Violeta and Sylvia on screen and barge
By Judy Gelman Myers
When Salvador Allende first addressed his citizenry after winning Chile’s 1970 presidential election, he did so under a sign that read, “No Hay Revolución sin Cancion”: There is no revolution without songs. In this case, those songs would have been nueva canción, or “new song,” a quasi-political artistic movement spearheaded by the explosive, self-destructive, magnificent Violeta Parra. Chilean director Andrés Wood’s examines Parra’s politics, art, and interior life in his new, lyrical biopic, Violeta Went to Heaven.
As a child, Parra supported her mother and nine siblings by singing folk tunes in the plazas of small towns; as an adult, she crisscrossed Chile meticulously collecting and cataloguing indigenous folk material. When she moved to Santiago, Parra turned her musical talents to traditionally-based but highly innovative songwriting protesting North American cultural imperialism while celebrating Chilean identity and the rights of workers and native populations. Like Searching for Sugar Man’s Sixto Rodriguez, whose idiosyncratic songs became a symbol of resistance for the white anti-apartheid movement in South Africa, Parra became an icon of social resistance in Chile and beyond.

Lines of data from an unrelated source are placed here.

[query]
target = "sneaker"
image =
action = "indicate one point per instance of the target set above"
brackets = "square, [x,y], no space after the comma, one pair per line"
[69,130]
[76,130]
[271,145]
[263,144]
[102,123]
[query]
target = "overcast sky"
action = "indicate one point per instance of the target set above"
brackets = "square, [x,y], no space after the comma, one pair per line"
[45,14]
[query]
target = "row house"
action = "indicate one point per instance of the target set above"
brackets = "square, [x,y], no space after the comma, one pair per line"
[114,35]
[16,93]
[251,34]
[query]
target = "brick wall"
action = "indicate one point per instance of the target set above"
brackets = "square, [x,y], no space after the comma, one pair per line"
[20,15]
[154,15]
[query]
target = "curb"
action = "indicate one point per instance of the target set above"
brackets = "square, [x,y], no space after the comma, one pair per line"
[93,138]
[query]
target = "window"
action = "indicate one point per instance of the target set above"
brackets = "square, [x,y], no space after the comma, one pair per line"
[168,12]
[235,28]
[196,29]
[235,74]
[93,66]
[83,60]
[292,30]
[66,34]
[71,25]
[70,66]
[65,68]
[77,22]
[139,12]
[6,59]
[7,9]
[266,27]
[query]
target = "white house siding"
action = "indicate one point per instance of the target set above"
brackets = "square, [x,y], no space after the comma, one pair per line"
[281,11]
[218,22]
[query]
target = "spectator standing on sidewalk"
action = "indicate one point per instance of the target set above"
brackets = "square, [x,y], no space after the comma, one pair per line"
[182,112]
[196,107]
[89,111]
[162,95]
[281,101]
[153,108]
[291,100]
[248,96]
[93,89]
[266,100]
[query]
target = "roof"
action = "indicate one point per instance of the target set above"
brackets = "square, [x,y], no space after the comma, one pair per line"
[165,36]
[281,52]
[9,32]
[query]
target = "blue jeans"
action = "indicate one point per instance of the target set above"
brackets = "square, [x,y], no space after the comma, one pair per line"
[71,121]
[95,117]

At heart, however, Parra was not a political revolutionary but an artist, and it’s this heart that Wood explores in Violeta. His two major challenges were capturing Parra’s music and private pain. By eschewing traditional linear narrative in favor of episodic storytelling that shifts back and forth in time, as interior worlds are wont to do, Wood created an elusive effect that fits his enigmatic subject. When it came to delivering Parra’s songs, Wood discovered that most of her original recordings were in such bad shape that they couldn’t be used for the film. Moreover, he wanted to create a soundtrack that had its own identity rather than being a copy. After casting the captivating Francisco Gavilan as Violeta, Wood held a casting call for voices. Gavilan showed up for the casting call, and Wood decided to let her sing, a move that proved decisive for both the actress and the film.

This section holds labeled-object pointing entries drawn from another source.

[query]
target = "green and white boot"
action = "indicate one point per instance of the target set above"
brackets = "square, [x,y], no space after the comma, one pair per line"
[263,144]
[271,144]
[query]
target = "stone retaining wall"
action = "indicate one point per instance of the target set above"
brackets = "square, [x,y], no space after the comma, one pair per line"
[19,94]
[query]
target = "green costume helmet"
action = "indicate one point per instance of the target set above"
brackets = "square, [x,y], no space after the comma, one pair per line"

Wood admits to feeling intimated by the idea of portraying the interior life of a woman deemed Chile’s national cultural treasure, but he forged on nonetheless. “I didn’t think about my personal responsibility to the subject, because if I had, I wouldn’t have done the film,” he says. Violeta Went to Heaven is playing at the Quad and Lincoln Plaza Cinemas.
For fifty-two weeks a year, four days a week, New Yorkers can find chamber music in all its forms—early, canonical, and contemporary—right under the Brooklyn Bridge. There, Bargemusic offers 220 concerts annually, even tendering weekly free tickets to groups and one free concert monthly in order to reach as many music lovers as possible.

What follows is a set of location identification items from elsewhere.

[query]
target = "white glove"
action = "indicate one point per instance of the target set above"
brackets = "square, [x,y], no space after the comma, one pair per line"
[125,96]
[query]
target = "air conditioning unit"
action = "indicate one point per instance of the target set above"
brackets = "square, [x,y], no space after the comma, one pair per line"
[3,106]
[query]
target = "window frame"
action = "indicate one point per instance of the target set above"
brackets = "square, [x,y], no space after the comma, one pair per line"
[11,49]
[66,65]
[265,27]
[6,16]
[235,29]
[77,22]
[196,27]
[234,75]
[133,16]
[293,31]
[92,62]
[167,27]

Normally Bargemusic presents chamber music, recitals, and quartets in their coffee-barge-turned-intimate-concert-hall, but on March 21 and 22, as part of their contemporary composers series, they took the unusual step of mounting an opera: Sylvia, a chamber opera in one act, for four voices and three instrumentalists. Based on the true story of a 13-year-old girl who is coerced by a friend of her parents’ into having an affair with him, the opera depicts the psychotherapy that ultimately brings Sylvia to psychic and emotional health.
Mounted in concert form, Sylvia was one year in production before making its world premiere at Bargemusic. Simple but striking staging enhanced the inherent drama of a young girl on the verge of womanhood who is grappling not only with her own sexuality but also with the psychological responsibility of being a second-generation Holocaust survivor: her seducer, like her parents, was born to parents who had survived the camps. Sylvia understands his pain; with the empathetic tenderness of youth, she wants to ease his suffering. With great clarity, composer and librettist Julia Adolphe encapsulates Sylvia’s dilemma in a plaintive cry: “What was it you needed? What did you think a thirteen-year-old girl would know?”
Much of Sylvia’s seduction was played out at a Passover seder, so Adolphe incorporates a creepy Hebrew rendition of the first of the four questions, Why is this night different from all other nights? In one of the opera’s highlights, Sylvia sings her own response over the traditional, albeit altered, chant: “On this night I am different. I am disgusting. I thought I could give him freedom, so I became his slave. Oh God, pass over this house: There’s blood on the door.”
With a degree in literary theory as well as multiple degrees in music composition, Adolphe shapes her musical phrases to emphasize the linguistic, rather than musical, content of words. Concomitantly, she employs the timbre of her instruments—clarinet, sax, cello, and piano—to bring out the interiority of Sylvia’s torment and ultimate redemption.